Modern management advantages
– Through understanding employee behaviours through data, managers can maximise productivity
– Greater decision-making supported by figures and data, as opposed to personal feelings or biases
– By identifying processes that take the varying needs of employees into account, it helps improve employee engagement
Modern management disadvantages
The same cons that apply to systems, contingency and quantitative theory also apply to the modern management theory. In terms of the latter, it is limited with regards to organising and staffing, there are time, cost, and technological constraints on collecting data and it only reduces risk as opposed to eliminating it entirely.
What is the classical management theory?
Classical management theory views organisations as a machine, and the employees as the parts that help that machine function. As such, it prioritises a hierarchy, employees working in single areas, and the use of incentives to increase productivity and drive profits.
Under the classical model, workplaces are divided into three levels of authority: business leaders or top-level management, middle management, and supervisors. As for employees, their physical and economical requirements are prioritised over job satisfaction and social needs.

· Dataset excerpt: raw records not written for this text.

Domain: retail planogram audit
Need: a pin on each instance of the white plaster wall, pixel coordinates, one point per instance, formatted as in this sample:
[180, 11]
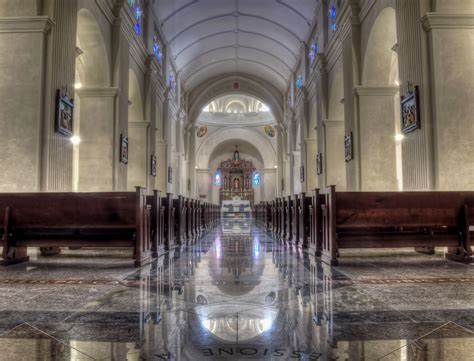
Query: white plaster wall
[453, 77]
[138, 170]
[21, 82]
[334, 167]
[377, 143]
[97, 144]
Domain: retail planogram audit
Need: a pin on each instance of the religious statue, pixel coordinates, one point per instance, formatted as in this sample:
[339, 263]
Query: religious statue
[236, 156]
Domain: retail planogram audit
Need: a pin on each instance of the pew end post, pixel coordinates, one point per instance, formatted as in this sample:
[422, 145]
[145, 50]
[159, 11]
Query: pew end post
[11, 254]
[330, 249]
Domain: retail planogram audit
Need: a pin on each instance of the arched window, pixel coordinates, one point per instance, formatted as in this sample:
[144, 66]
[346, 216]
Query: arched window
[217, 178]
[137, 11]
[313, 51]
[256, 179]
[332, 18]
[157, 48]
[299, 82]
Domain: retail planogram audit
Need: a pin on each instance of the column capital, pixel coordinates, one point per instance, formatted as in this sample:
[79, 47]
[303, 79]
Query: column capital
[27, 24]
[111, 92]
[447, 21]
[376, 91]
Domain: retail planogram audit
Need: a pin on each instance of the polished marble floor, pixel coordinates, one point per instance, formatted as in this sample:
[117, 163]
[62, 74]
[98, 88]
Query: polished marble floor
[235, 296]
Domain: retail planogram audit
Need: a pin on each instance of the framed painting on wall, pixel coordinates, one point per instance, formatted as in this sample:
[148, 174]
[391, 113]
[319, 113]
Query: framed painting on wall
[153, 166]
[410, 110]
[123, 148]
[64, 113]
[319, 163]
[348, 147]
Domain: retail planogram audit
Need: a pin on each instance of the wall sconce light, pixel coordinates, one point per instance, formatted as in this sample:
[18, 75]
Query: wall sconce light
[75, 139]
[399, 137]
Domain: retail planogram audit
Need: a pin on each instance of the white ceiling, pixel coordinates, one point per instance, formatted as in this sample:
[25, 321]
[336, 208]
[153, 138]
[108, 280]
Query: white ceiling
[256, 37]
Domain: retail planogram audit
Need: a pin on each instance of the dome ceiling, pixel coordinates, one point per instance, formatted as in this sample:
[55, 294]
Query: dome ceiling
[256, 37]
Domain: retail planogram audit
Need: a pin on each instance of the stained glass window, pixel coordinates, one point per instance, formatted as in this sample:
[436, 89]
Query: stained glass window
[137, 15]
[299, 82]
[256, 179]
[217, 179]
[313, 51]
[157, 48]
[332, 17]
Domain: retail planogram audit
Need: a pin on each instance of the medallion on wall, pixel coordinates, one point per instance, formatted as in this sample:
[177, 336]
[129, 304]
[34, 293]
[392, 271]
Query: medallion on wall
[123, 148]
[410, 111]
[319, 163]
[269, 130]
[153, 166]
[64, 113]
[348, 147]
[202, 131]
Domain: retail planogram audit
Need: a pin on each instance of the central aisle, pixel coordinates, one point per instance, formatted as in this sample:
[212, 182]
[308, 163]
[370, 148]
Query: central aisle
[239, 296]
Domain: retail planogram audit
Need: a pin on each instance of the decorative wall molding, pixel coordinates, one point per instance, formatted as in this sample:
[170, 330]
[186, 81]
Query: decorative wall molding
[29, 24]
[376, 91]
[447, 21]
[98, 92]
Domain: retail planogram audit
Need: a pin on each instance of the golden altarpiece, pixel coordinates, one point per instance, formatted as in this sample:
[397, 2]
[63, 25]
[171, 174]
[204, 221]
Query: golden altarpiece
[236, 175]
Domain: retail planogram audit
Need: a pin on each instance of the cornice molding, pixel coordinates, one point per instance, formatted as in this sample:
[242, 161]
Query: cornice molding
[447, 21]
[376, 91]
[98, 92]
[27, 24]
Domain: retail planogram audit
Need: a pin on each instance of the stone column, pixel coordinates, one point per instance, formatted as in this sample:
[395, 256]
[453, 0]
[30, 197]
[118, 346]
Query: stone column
[120, 64]
[377, 138]
[417, 152]
[334, 168]
[268, 184]
[351, 58]
[96, 151]
[451, 39]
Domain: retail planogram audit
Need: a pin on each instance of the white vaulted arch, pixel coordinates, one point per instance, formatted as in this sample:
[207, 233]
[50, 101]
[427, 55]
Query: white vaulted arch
[266, 150]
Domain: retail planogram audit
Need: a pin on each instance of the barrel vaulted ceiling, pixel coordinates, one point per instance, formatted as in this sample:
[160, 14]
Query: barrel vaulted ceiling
[257, 37]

With the right financial rewards, it posits that employees will work to their full potential and increase organisational efficiency as a result.

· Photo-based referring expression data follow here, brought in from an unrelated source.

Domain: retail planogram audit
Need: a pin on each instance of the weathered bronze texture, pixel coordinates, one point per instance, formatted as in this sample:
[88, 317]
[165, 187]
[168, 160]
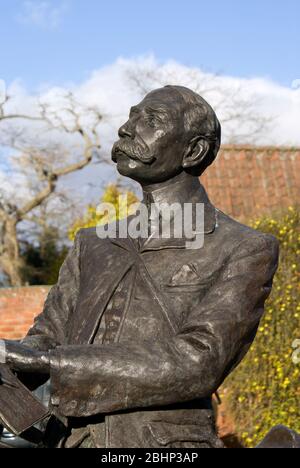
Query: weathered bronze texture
[138, 334]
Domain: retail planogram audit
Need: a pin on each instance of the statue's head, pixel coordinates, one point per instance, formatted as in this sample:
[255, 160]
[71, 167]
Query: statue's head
[172, 130]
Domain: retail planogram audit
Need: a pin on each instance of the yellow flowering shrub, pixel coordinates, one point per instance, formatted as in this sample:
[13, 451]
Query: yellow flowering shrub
[265, 389]
[122, 200]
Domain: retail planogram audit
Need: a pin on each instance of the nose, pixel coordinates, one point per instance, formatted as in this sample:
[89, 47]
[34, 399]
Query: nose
[125, 130]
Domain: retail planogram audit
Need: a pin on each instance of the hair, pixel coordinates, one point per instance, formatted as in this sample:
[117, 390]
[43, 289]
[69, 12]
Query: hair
[200, 120]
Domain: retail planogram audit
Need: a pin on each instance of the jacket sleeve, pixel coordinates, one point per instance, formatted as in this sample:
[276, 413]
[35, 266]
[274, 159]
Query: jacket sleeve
[49, 327]
[192, 364]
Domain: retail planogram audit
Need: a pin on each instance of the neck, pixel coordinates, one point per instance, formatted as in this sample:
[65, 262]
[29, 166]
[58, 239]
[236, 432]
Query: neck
[179, 189]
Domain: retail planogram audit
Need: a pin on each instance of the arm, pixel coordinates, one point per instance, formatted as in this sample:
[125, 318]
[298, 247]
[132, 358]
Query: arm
[48, 331]
[99, 379]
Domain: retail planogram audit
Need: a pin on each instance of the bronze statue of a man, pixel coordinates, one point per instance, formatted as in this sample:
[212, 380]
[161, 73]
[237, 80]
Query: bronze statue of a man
[138, 334]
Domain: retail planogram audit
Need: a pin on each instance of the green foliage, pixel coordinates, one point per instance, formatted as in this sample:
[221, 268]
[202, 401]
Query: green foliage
[265, 389]
[120, 199]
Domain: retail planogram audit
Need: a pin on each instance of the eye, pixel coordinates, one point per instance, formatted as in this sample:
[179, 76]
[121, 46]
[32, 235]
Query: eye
[152, 120]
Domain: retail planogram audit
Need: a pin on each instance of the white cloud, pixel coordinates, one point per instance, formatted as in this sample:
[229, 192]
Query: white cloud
[42, 14]
[113, 91]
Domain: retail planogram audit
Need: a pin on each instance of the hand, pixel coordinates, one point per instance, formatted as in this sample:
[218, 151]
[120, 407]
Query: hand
[23, 359]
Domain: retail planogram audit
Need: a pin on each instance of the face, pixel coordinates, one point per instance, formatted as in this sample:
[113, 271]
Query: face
[152, 141]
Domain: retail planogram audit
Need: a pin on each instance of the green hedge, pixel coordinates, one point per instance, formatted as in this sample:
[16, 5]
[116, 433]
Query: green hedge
[265, 389]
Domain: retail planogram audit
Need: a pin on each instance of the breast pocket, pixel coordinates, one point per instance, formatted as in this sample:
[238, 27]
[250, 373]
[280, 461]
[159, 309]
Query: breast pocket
[187, 279]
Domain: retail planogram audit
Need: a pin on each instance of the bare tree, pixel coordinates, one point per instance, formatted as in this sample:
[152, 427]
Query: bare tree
[241, 121]
[63, 141]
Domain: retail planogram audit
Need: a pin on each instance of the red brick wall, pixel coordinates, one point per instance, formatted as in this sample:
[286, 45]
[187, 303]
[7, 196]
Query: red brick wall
[245, 182]
[18, 307]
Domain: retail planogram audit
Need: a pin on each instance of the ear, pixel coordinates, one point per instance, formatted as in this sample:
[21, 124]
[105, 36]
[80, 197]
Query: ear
[195, 153]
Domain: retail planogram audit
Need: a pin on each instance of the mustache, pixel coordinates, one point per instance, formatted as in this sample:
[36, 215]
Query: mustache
[137, 150]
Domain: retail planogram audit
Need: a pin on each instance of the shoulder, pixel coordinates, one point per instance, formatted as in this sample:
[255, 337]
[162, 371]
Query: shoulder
[244, 238]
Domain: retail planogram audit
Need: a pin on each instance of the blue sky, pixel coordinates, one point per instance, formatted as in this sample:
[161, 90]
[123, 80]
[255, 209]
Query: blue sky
[61, 41]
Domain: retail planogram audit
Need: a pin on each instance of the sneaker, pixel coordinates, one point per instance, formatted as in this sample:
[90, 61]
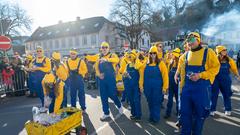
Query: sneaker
[104, 117]
[120, 110]
[228, 113]
[212, 113]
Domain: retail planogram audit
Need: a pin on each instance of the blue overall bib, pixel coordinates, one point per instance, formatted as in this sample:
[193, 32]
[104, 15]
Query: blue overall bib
[52, 95]
[153, 84]
[223, 83]
[30, 83]
[108, 87]
[37, 82]
[195, 100]
[76, 87]
[131, 86]
[173, 91]
[65, 94]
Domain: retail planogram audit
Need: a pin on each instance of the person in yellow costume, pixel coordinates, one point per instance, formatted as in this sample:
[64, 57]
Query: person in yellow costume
[41, 66]
[159, 46]
[130, 72]
[154, 80]
[173, 87]
[53, 91]
[105, 70]
[77, 70]
[198, 66]
[223, 80]
[60, 70]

The classic management theory covers the scientific, administrative, and bureaucratic theories that we’ve detailed above.

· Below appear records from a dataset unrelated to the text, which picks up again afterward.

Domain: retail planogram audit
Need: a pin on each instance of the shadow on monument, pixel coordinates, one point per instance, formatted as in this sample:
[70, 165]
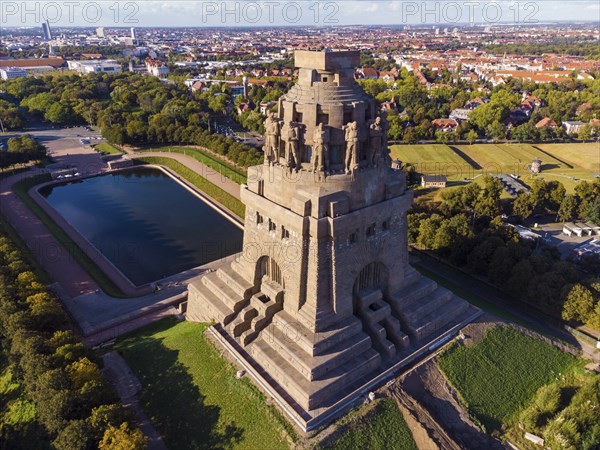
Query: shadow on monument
[174, 403]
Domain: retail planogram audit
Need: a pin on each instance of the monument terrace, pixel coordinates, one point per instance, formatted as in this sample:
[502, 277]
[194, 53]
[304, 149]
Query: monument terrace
[322, 299]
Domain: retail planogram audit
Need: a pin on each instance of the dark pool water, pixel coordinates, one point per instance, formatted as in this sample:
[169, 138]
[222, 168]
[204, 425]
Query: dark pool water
[145, 223]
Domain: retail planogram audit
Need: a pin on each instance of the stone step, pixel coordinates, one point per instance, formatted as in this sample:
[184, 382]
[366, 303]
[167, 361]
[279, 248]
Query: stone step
[243, 321]
[439, 318]
[316, 343]
[375, 312]
[380, 341]
[222, 311]
[316, 393]
[368, 296]
[316, 366]
[221, 290]
[395, 334]
[412, 293]
[425, 305]
[235, 281]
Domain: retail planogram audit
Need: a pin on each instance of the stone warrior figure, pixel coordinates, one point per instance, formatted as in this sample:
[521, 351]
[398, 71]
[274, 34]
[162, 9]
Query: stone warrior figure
[375, 142]
[292, 135]
[320, 158]
[387, 159]
[352, 144]
[272, 139]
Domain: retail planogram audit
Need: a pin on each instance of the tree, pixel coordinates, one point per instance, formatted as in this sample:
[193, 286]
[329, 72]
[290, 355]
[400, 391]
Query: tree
[123, 438]
[472, 136]
[75, 436]
[522, 206]
[579, 304]
[592, 212]
[83, 371]
[568, 208]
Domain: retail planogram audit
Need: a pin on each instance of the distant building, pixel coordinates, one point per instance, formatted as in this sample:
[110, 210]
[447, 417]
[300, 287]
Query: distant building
[546, 122]
[445, 125]
[433, 181]
[460, 114]
[102, 66]
[536, 166]
[157, 68]
[47, 33]
[572, 127]
[8, 73]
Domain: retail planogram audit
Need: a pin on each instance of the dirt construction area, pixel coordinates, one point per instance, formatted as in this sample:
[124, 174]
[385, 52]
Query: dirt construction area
[432, 408]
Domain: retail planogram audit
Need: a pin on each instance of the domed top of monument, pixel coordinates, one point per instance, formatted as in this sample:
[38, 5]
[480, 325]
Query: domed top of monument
[327, 137]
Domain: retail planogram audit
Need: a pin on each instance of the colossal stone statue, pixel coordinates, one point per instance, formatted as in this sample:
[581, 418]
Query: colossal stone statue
[352, 147]
[272, 139]
[320, 157]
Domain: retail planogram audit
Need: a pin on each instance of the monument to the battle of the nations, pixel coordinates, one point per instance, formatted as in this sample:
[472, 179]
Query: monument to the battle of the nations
[322, 298]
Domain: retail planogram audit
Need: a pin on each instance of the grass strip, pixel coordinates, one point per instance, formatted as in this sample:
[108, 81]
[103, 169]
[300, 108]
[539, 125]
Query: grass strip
[210, 189]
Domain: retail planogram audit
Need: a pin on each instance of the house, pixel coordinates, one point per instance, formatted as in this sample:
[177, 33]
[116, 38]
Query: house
[433, 181]
[8, 73]
[265, 107]
[460, 114]
[584, 76]
[584, 108]
[367, 73]
[445, 125]
[198, 86]
[392, 105]
[572, 127]
[243, 107]
[546, 122]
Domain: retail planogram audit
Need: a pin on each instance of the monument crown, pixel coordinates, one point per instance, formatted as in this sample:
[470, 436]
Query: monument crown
[322, 299]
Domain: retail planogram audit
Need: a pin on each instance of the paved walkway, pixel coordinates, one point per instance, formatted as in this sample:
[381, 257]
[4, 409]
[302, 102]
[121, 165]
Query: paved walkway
[127, 385]
[55, 259]
[203, 170]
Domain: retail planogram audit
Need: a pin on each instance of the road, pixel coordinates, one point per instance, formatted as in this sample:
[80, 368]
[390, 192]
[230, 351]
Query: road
[490, 295]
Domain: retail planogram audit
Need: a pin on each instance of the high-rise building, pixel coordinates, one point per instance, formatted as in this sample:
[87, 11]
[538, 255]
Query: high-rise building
[46, 31]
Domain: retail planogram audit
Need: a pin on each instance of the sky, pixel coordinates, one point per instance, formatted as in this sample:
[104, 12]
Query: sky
[248, 13]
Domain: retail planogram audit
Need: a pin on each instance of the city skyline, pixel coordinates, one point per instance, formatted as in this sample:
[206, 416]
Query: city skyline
[183, 13]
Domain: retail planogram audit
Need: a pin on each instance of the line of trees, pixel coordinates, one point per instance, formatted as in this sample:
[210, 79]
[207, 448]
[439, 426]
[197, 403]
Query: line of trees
[21, 149]
[75, 406]
[467, 230]
[130, 109]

Classical management theory advantages
– Provides a clear structure for management, along with its functions and operations
– The division of labour makes tasks easier and more efficient to complete, which in turn has the potential to enhance productivity
– The clear definitions and expectations of employee roles and tasks reduces confusion and miscommunication
Classical management theory disadvantages
– Often overlooks the importance and nuance of human relations by favouring control over human behaviour
– Downplays the role that job satisfaction, employee input and morale can play in the workplace
– By focusing on the individual, it eschews teamwork. If a business is to function at its best, then teamwork is essential. A lack of it can hurt the bottom line, as well as limit creativity and communication in the workplace
– Generally only ever applicable to manufacturing settings
The above theories need skill to apply them into a professional context. Managers should call on things like planning, organisation, and motivation to marshal their chosen theories into practice, as follows…
The right amount of planning ensures actions and tasks are well-defined and distributed in a way that helps a business achieve its organisational goals. Without it, employees are left directionless, which impacts productivity drastically.
Through strategic planning, you can define the resources, policies and amount of time required to accomplish objectives and garner profits.
Organisation involves assigning tasks to the employees who are best equipped to complete them. A lack of clarity at this stage will leave employees confused and unclear about their roles and the amount of authority they may or may not have over others.
Introducing a new management theory might be met with resistance from your team. It’s your duty as a manager to get them onboard with your ideas. Short-term treats like incentives and rewards can help initially, but they will only last so long. Aligning your employees’ duties with broader organisational goals and involving them in decision-making will be more fully appreciated in the long term.
Applying new elements of management theories to your team will be a work in progress. This means communication channels should be kept open at all times.
Make sure you have the communication tools and resources that are best suited to the theories you’re implementing. This will allow your team to exchange information, opinions, and ideas more effectively – all of which are vital for an organisation looking to continuously improve the way it works.